From: Ragnar Hafstað <gnari(at)simnet(dot)is>
To: ogjunk-pgjedan(at)yahoo(dot)com
Cc: pgsql-sql(at)postgresql(dot)org
Subject: Re: Trimming the cost of ORDER BY in a simple query
Date: 2005-05-03 07:22:18
Message-ID: 1115104938.5853.25.camel@localhost.localdomain
Views: Raw Message | Whole Thread | Download mbox | Resend email
Lists: pgsql-sql

On Mon, 2005-05-02 at 21:35 -0700, ogjunk-pgjedan(at)YAHOO(dot)COM wrote:

> Query (shows the last 7 dates):
>
> => SELECT DISTINCT date_part('year', uu.add_date), date_part('month',
> uu.add_date), date_part('day', uu.add_date) FROM user_url uu WHERE
> uu.user_id=1 ORDER BY date_part('year', uu.add_date) DESC,
> date_part('month', uu.add_date) DESC, date_part('day', uu.add_date)
> DESC LIMIT 7;
>

i assume add_date is a timestamp, because otherwise you could
ORDER by add_date, and use an index on (desc, add_date):
SELECT DISTINCT .... WHERE uu.user_id=1
ORDER BY uu.user_id DESC ,uu.add_date DESC LIMIT 7;

this will not work for a timestamp add_date

> QUERY PLAN:
...
> Total runtime: 20.313 ms

20 ms does not sound like a big problem.

if 20 ms is really too much for you, and add_date IS a timestamp,
you might think about adding a date column , maintained
by triggers of by your application, and add an index on (user_id, x)

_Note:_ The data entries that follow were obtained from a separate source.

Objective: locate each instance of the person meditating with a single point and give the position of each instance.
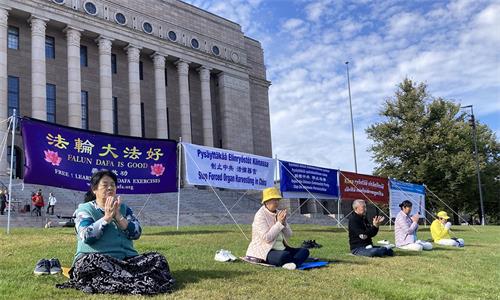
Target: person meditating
(440, 231)
(105, 260)
(270, 232)
(405, 229)
(361, 232)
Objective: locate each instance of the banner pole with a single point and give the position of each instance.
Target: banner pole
(179, 151)
(11, 167)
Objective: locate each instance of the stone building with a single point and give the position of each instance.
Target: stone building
(150, 68)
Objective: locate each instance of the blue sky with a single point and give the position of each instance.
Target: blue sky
(452, 46)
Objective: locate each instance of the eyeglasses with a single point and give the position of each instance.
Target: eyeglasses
(106, 186)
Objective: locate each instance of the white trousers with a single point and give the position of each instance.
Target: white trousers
(417, 246)
(450, 242)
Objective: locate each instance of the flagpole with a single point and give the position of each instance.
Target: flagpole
(13, 120)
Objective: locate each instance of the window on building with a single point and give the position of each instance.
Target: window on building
(50, 47)
(83, 56)
(141, 71)
(113, 63)
(51, 103)
(85, 109)
(115, 115)
(143, 129)
(13, 38)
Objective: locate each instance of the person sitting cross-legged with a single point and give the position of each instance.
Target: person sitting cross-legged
(270, 232)
(361, 232)
(405, 230)
(440, 231)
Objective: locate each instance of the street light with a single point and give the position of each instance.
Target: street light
(473, 124)
(352, 122)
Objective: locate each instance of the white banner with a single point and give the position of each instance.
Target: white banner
(227, 169)
(401, 191)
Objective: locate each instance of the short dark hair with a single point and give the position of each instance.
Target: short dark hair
(405, 203)
(97, 176)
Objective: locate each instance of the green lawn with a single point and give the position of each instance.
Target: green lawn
(472, 272)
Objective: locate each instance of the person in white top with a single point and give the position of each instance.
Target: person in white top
(52, 203)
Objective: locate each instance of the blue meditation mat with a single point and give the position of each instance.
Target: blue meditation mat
(312, 265)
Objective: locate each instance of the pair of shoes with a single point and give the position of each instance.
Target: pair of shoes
(224, 255)
(311, 244)
(46, 267)
(289, 266)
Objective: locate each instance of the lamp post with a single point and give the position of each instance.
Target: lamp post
(473, 124)
(352, 122)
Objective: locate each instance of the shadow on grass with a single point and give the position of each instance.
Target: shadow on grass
(188, 276)
(188, 232)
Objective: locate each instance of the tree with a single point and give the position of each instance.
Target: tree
(429, 140)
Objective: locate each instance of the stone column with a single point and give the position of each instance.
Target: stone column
(4, 13)
(183, 73)
(160, 96)
(134, 90)
(206, 104)
(74, 77)
(105, 84)
(235, 112)
(38, 70)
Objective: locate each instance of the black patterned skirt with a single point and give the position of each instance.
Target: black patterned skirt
(145, 274)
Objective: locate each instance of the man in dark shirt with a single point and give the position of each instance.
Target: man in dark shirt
(361, 232)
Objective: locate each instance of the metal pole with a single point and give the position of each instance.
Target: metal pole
(352, 121)
(11, 167)
(473, 120)
(179, 181)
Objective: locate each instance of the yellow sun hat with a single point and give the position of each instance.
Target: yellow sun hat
(270, 193)
(443, 214)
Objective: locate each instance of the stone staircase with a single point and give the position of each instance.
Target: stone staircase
(198, 206)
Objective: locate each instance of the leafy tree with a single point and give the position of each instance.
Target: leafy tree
(429, 140)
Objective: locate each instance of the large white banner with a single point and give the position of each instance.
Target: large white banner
(401, 191)
(227, 169)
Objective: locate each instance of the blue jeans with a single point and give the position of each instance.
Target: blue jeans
(281, 257)
(372, 252)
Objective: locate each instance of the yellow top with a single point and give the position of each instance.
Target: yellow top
(439, 232)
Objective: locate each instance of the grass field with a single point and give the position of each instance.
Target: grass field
(472, 272)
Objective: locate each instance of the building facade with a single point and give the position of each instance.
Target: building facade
(150, 68)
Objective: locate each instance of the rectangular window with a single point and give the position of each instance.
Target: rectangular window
(113, 63)
(83, 56)
(51, 103)
(50, 47)
(85, 109)
(13, 39)
(141, 71)
(115, 115)
(13, 97)
(143, 129)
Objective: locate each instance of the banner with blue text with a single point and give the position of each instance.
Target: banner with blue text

another possibility (total guess) is a functional index
create index func_id_date on user_url(user_id,(add_date::date));
SELECT ... ORDER BY uu.user_id DESC ,uu.add_date::date DESC LIMIT 7;
I have no idea if this will work, or if the planner will use such
an index.

gnari


From: Ezequiel Tolnay <mail(at)etolnay(dot)com(dot)ar>
To: pgsql-sql(at)postgresql(dot)org
Subject: Re: Trimming the cost of ORDER BY in a simple query
Date: 2005-05-03 08:08:23
Message-ID: d57bhc$2nfr$1@news.hub.org
Views: Raw Message | Whole Thread | Download mbox | Resend email
Lists: pgsql-sql

Ragnar Hafstað wrote:
> another possibility (total guess) is a functional index
> create index func_id_date on user_url(user_id,(add_date::date));
> SELECT ... ORDER BY uu.user_id DESC ,uu.add_date::date DESC LIMIT 7;
> I have no idea if this will work, or if the planner will use such
> an index.
To make sure the index is used you could build the query using a
subquery like this:

SELECT DISTINCT date_part('year', add_date), date_part('month',
add_date), date_part('day', add_date)
FROM (
SELECT uu.add_date::date as add_date
FROM user_url uu
GROUP BY uu.user_id, uu.add_date
HAVING uu.user_id=1
ORDER BY uu.add_date::date DESC
LIMIT 7
) x;

Perhaps a select distinct instead of the group by in the subquery would
make use the index?

Cheers,

Ezequiel Tolnay


From: Harald Fuchs <use_reply_to(at)protecting(dot)net>
To: pgsql-sql(at)postgresql(dot)org
Subject: Re: Trimming the cost of ORDER BY in a simple query
Date: 2005-05-03 10:59:48
Message-ID: puu0lk60d7.fsf@srv.protecting.net
Views: Raw Message | Whole Thread | Download mbox | Resend email
Lists: pgsql-sql

In article <1115104938(dot)5853(dot)25(dot)camel(at)localhost(dot)localdomain>,
Ragnar Hafstað <gnari(at)simnet(dot)is> writes:

> 20 ms does not sound like a big problem.

> if 20 ms is really too much for you, and add_date IS a timestamp,
> you might think about adding a date column , maintained
> by triggers of by your application, and add an index on (user_id, x)

Maybe a functional index on "date_trunc('day', add_date)" would be helpful?